Nós fomos em comitiva perguntar ao frei Odorico se ele poderia nos dar aulas particulares, pois estávamos em segunda época e a situação era crítica.
O frade, que era dado a muitos cacoetes, empinou o charuto na boca, enfiou as mãos na manga da batina e de lá retirou um lenço, com o qual enxugou com aflição o suor do rosto e da careca brilhante. E disparou, furioso:
- Vocês não tomam jeito! Só depois de a criança cair no poço, pensam em fazer uma tampa!
Estava dada a bronca, com o que aceitou dar as aulas particulares que nos salvaram, pois naquela época reprovação era para valer.
Pois em Brumadinho ocorre esse fenômeno no qual o Brasil parece se especializar. As tragédias não apenas ocorrem com regularidade como repetem tragédias anteriores. Uma xerox do ocorrido ontem. Um clone do desastre anterior. Um cover do fracasso da véspera.
Em várias situações temos visto a reprise do mesmo filme. Brumadinho replica Mariana, que repete os desabamentos em Niterói, os viadutos que desabam em São Paulo, o incêndio na boate gaúcha.
Os leitores não estranhem misturar um desastre numa boate com o deslizamento de terras ou de lama. Ocorre que, em todos os casos – e são muitos – há a presença de um fator desencadeante único.
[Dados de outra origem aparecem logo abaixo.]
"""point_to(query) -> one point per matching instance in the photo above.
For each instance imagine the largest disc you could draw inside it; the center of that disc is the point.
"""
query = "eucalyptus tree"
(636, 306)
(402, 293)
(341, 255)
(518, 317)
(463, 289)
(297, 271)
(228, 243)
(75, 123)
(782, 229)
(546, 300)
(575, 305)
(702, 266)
Por falta de um cuidado necessário, uma desgraça ocorre. Isso é comum no Brasil, onde se pensa mais em tirar foto da inauguração do que em preservar a integridade do que foi feito. Os bombeiros não vistoriaram a boate Kiss como deveriam. As barreiras não foram avaliadas conforme era norma, tanto em Mariana quanto em Brumadinho. O poço foi deixado sem tampa por alunos displicentes.
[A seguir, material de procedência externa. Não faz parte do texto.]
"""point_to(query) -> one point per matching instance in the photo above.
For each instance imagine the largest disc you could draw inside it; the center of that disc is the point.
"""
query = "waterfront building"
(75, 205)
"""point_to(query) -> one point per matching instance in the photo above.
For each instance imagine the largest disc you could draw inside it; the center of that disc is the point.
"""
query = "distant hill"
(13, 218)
Muitos barcos naufragam no rio Amazonas, onde, no entanto, outros barcos continuam saindo rio afora nas mesmas condições de insegurança, sem salva vidas e com superlotação criminosa. E novos desastres ocorrem, é claro.
Não se trata de acidente, portanto. Acidentes são imprevisíveis. Um tsunami ou a explosão de um vulcão ou um terremoto surgem sem controle e sem previsão. Por isso são acidentais.
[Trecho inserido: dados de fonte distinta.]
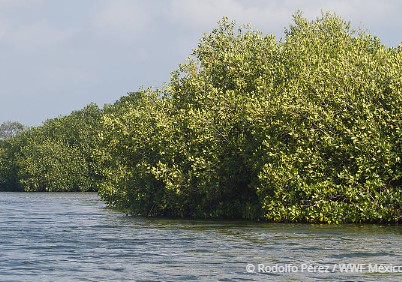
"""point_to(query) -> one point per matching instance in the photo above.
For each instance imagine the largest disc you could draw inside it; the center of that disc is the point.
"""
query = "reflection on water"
(71, 236)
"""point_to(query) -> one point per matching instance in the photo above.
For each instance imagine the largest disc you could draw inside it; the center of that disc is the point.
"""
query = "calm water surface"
(73, 237)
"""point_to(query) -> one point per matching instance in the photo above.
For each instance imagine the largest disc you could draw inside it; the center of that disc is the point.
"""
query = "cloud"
(34, 36)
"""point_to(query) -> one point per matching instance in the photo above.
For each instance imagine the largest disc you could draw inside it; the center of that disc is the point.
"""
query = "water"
(73, 237)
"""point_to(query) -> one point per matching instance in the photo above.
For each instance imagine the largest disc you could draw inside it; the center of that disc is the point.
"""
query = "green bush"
(307, 129)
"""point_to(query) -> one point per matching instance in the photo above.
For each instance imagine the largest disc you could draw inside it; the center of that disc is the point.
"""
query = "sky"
(57, 56)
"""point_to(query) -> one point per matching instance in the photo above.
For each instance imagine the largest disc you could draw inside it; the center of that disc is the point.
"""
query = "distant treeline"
(305, 129)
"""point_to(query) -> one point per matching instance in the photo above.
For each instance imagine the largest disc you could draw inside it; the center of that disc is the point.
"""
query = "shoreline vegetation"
(305, 129)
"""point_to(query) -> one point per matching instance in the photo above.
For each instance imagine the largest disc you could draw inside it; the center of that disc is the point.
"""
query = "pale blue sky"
(60, 55)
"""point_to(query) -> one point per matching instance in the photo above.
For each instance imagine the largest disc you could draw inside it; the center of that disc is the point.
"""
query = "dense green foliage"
(307, 129)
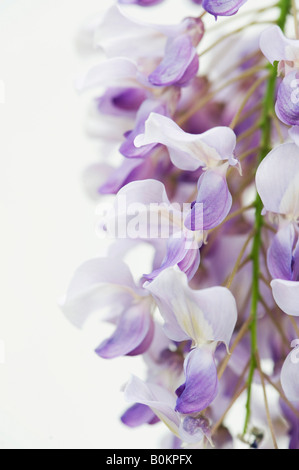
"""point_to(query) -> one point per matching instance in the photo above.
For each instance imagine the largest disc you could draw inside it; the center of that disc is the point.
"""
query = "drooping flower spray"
(203, 166)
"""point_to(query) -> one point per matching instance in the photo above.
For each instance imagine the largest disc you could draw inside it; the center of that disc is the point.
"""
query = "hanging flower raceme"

Essas tragédias brasileiras, aí incluídas quedas de viadutos, o incêndio de um prédio ocupado caoticamente por sem tetos, a boate atopetada de revestimentos altamente inflamáveis, são fatores controláveis aos quais não de se deu a atenção e o cuidado devido.
Mas há outro fator. A leniência não só das autoridades, mas da própria sociedade brasileira, que tem horror às punições. A Vale do Rio Doce, os donos da boate Kiss, os líderes oportunistas do movimento dos sem teto, quem atestou que as represas eram seguras, são os responsáveis pelas tragédias e devem ser punidos, o que não ocorreu nos casos anteriores. Agora será diferente?
Eis o que precisamos mudar no país. Não se trata de questão episódica que envolva picuinhas partidárias ou pseudo-ideológicas; é uma questão visceral, interna à sociedade brasileira, sempre imersa na leniente cordialidade tal como analisou Sérgio Buarque de Holanda em Raízes do Brasil.
Enquanto não nos convencermos do valor central do cuidado com a coisa pública e da exigência de que a punição aos que a ferem tem que ser exemplar, estaremos sujeitos à censura de um pequenino frade franciscano chamado frei Odorico, meu professor.
- Tomem tento! ralhava ele.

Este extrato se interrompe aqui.